Several archives will be accessible to researchers and academics with the opening in March, the largest of which is the Vatican Apostolic Archive. Paramount to understanding the political history of those years are also the Vatican Secretariat of State and the Vatican Congregation for the Doctrine of the Faith archives.

"This is not simply a matter of understanding Church history, but getting a better understanding of European and world history for these eventful years, not only the years of the war, but the political conflicts and dramas of the postwar years," David Kertzer, a professor of anthropology and Italian studies at Brown University whose research focuses primarily on the Italian Fascist regime, wrote in an email.

Kertzer said the focus on the Roman Catholic Church and the pope's silence about the Jewish genocide was misplaced.

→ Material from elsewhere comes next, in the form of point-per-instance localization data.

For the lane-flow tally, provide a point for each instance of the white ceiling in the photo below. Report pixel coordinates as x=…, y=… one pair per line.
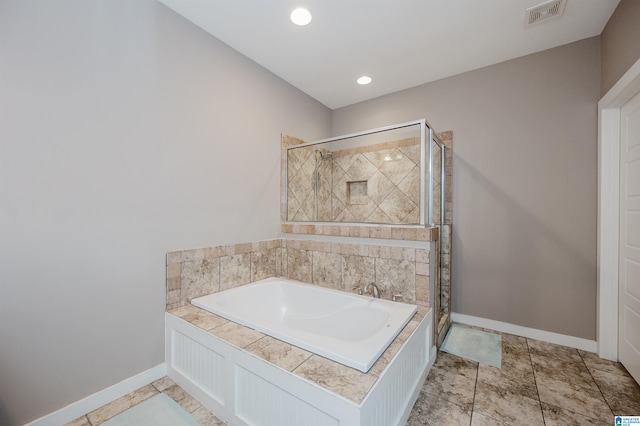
x=399, y=43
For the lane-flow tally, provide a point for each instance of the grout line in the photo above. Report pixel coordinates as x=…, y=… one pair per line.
x=596, y=383
x=475, y=391
x=535, y=380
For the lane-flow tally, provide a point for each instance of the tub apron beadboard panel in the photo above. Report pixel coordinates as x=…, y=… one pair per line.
x=243, y=389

"For me the much more important question is the role played by the Church (and the Protestant churches as well) in demonizing the Jews in the decades leading up to the Holocaust," he said, "and so allowing tens if not hundreds of thousands of Europeans thinking themselves good Catholics or good Protestants to murder Jewish babies, Jewish children, Jewish women, Jewish aged."

Pope Benedict XVI edged Pius closer to clearing his name toward sainthood in 2009 by determining the fraught Pius had lived a "heroic" life. Pope Francis said in 2014 that a miracle toward sainthood had not been identified, though he called Pius "a great defender of the Jews," ultimately leaving the final pages of a life of critically received Christian virtue unwritten.

This article has been updated with a statement from the AJC.